The need for extended follow-up after general cardiac surgery, in general, has previously been pointed out by Siregar at al [29]. They analyzed outcomes after cardiac surgery in adults from 10 out of 16 cardiothoracic centres in Netherlands between 2007 and 2010. The majority of interventions were CABG, followed by valvular procedures. In their analysis, the post-surgical mortality was increased up to the 120th day after surgery and they suggested accounting for mortality within this extended follow-up period after surgery. In contrast, in our study the mortality was increased up to the 180th day after surgery, which may be associated with higher complexity of interventions in the setting of CHD.

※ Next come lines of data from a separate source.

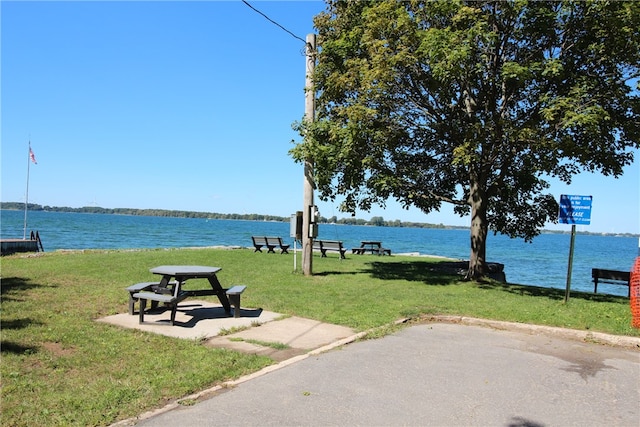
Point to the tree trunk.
(479, 228)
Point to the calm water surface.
(543, 262)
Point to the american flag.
(32, 156)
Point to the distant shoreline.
(375, 221)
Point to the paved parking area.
(436, 374)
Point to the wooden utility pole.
(307, 203)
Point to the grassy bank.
(60, 367)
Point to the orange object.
(635, 294)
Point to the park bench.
(613, 277)
(259, 242)
(273, 242)
(329, 245)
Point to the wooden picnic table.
(182, 273)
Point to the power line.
(274, 22)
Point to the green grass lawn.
(60, 367)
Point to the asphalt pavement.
(433, 374)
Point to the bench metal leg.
(143, 304)
(132, 302)
(234, 299)
(174, 309)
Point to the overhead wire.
(274, 22)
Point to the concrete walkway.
(433, 374)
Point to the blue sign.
(575, 210)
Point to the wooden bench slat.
(330, 245)
(612, 277)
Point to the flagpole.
(26, 196)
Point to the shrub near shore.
(60, 367)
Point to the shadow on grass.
(15, 285)
(11, 347)
(431, 273)
(551, 293)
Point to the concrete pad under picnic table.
(194, 320)
(258, 329)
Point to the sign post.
(573, 210)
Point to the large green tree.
(474, 103)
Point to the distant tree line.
(377, 221)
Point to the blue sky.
(183, 106)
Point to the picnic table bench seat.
(169, 300)
(329, 245)
(140, 287)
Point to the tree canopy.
(474, 103)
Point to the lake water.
(542, 263)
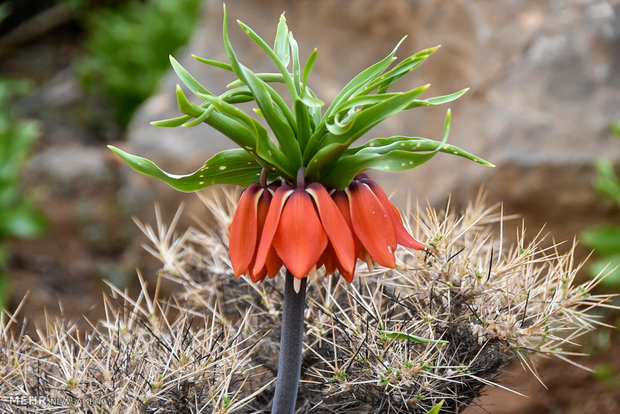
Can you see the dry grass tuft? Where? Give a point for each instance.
(438, 327)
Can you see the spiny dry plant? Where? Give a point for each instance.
(438, 327)
(146, 356)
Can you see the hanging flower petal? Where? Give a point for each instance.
(371, 224)
(334, 225)
(402, 235)
(273, 262)
(244, 230)
(271, 225)
(342, 202)
(300, 239)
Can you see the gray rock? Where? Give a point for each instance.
(69, 168)
(544, 78)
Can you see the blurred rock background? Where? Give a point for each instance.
(545, 88)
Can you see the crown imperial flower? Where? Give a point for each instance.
(320, 209)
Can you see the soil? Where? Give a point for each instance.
(91, 238)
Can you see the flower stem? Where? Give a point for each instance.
(291, 339)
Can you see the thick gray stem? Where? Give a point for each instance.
(291, 339)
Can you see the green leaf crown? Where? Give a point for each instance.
(302, 134)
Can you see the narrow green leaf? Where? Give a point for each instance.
(436, 409)
(200, 119)
(410, 337)
(216, 63)
(375, 114)
(438, 100)
(234, 166)
(187, 79)
(172, 122)
(325, 156)
(264, 147)
(362, 79)
(366, 100)
(296, 64)
(401, 69)
(393, 154)
(259, 41)
(303, 122)
(311, 101)
(185, 106)
(342, 126)
(280, 45)
(280, 125)
(265, 77)
(307, 69)
(282, 130)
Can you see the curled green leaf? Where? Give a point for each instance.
(234, 166)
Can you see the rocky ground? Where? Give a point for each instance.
(545, 84)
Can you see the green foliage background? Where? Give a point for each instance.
(605, 240)
(128, 47)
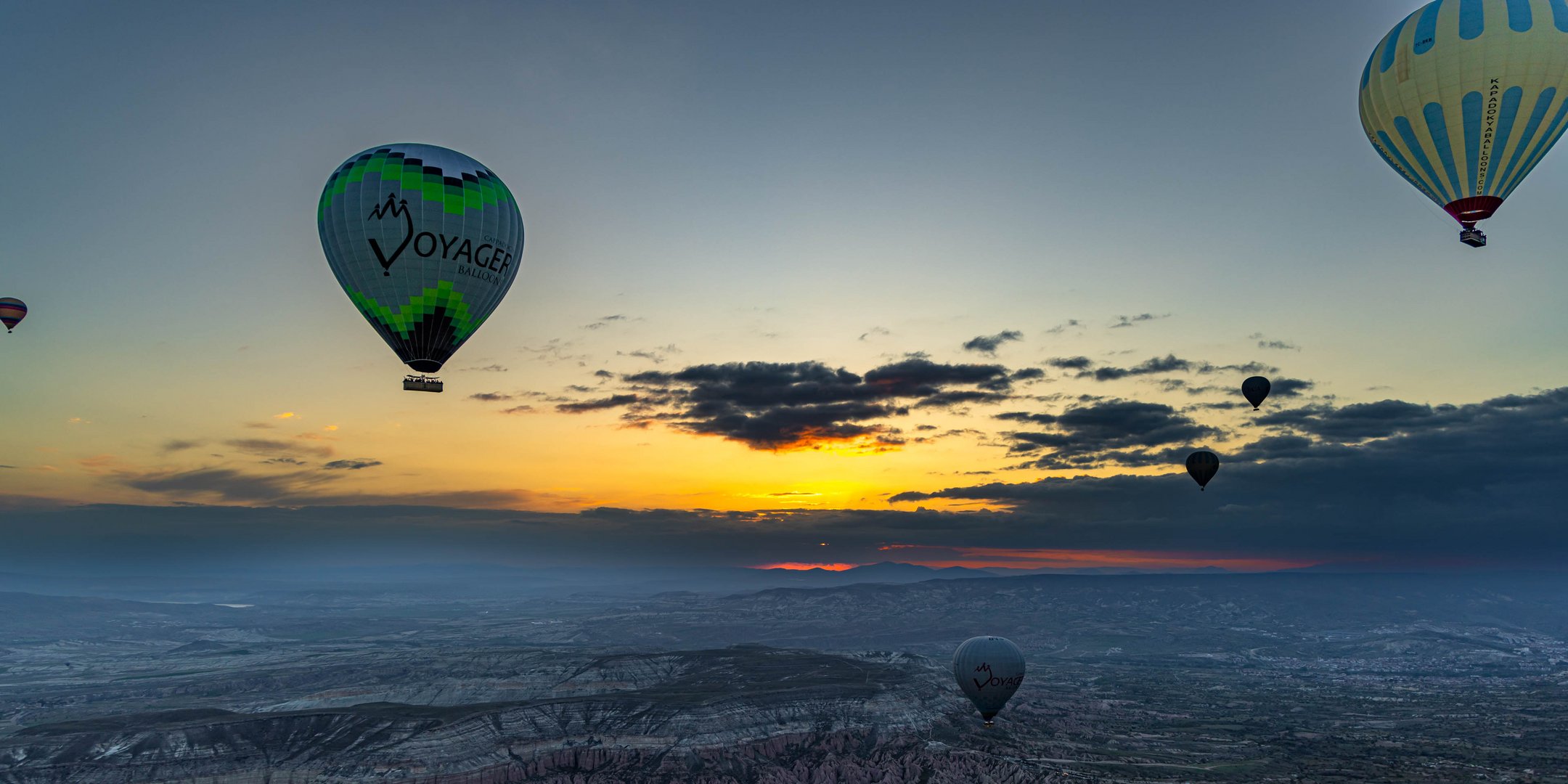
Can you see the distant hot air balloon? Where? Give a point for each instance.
(1203, 466)
(988, 671)
(12, 312)
(1463, 99)
(1255, 391)
(425, 242)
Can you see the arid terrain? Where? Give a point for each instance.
(1132, 678)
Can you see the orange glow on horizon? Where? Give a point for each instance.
(797, 566)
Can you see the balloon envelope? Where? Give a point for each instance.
(425, 242)
(1463, 98)
(1255, 391)
(988, 670)
(12, 312)
(1203, 466)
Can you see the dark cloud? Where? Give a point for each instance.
(1477, 482)
(990, 344)
(1361, 420)
(273, 449)
(1169, 364)
(596, 405)
(800, 405)
(351, 465)
(1289, 386)
(653, 355)
(1165, 364)
(1471, 485)
(604, 322)
(223, 483)
(1132, 320)
(1111, 432)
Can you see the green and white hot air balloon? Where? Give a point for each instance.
(425, 242)
(988, 671)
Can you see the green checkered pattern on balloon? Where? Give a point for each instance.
(466, 192)
(417, 308)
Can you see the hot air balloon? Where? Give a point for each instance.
(1203, 466)
(425, 242)
(12, 312)
(1255, 391)
(988, 671)
(1463, 99)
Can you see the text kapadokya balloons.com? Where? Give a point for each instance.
(1463, 99)
(1201, 466)
(12, 312)
(425, 242)
(1255, 391)
(988, 670)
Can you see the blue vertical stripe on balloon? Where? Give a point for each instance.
(1427, 28)
(1473, 20)
(1389, 44)
(1542, 104)
(1540, 148)
(1471, 105)
(1438, 132)
(1416, 151)
(1520, 16)
(1500, 140)
(1404, 165)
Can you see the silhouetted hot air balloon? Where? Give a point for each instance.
(988, 671)
(12, 312)
(1203, 466)
(425, 242)
(1463, 99)
(1255, 391)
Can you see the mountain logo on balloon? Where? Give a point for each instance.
(995, 681)
(393, 208)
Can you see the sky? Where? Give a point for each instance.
(817, 282)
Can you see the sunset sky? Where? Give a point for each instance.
(958, 285)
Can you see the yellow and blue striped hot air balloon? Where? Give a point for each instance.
(1463, 98)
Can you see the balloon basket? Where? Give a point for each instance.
(422, 385)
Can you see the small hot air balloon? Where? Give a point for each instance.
(12, 312)
(1255, 391)
(1463, 99)
(425, 242)
(1203, 466)
(988, 671)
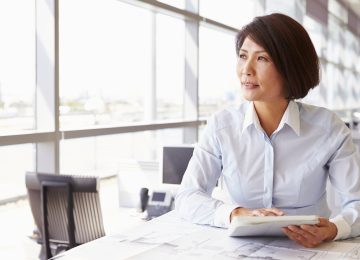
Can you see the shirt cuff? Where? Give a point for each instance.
(222, 215)
(343, 227)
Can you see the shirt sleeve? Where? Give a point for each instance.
(344, 174)
(194, 202)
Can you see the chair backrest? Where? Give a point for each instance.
(46, 194)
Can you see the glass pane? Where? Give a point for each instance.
(334, 46)
(219, 86)
(105, 62)
(106, 155)
(178, 3)
(338, 10)
(170, 65)
(12, 174)
(17, 65)
(317, 35)
(234, 13)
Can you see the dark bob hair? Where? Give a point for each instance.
(290, 49)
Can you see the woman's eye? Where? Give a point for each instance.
(262, 58)
(242, 56)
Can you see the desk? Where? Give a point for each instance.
(169, 237)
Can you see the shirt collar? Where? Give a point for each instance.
(291, 117)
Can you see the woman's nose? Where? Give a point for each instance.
(248, 68)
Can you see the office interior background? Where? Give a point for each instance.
(97, 87)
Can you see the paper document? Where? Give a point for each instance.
(268, 225)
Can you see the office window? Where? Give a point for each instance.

Predictors of post-operative mortality and cause specific mortality
Several parameters emerged as significant predictors of post-surgical mortality; particularly the relationship of age and type of surgery to mortality is interesting from a clinical perspective. Mortality risk declined with age in children, with a nadir at 15-18years for both elective and non-elective surgery; it increased at a slow rate with age in adults, until the 60th year of life and then increased at a fast rate in seniors. Moreover, the risk of non-elective surgery increased in adults significantly with age. Thus, a proactive approach towards elective surgery may be appropriate in selected patients, particularly in patients approaching 60 years of age or older. Complex surgery was associated with a 30% higher risk of mortality. This association appears at least partially causative, as complex surgery may be associated with longer cardiopulmonary bypass time and higher complication rates. A staged, hybrid approach, addressing all amenable lesions percutaneously and focusing during cardiac surgery only on lesions that cannot be addressed percutaneously, may reduce mortality, although this is speculative.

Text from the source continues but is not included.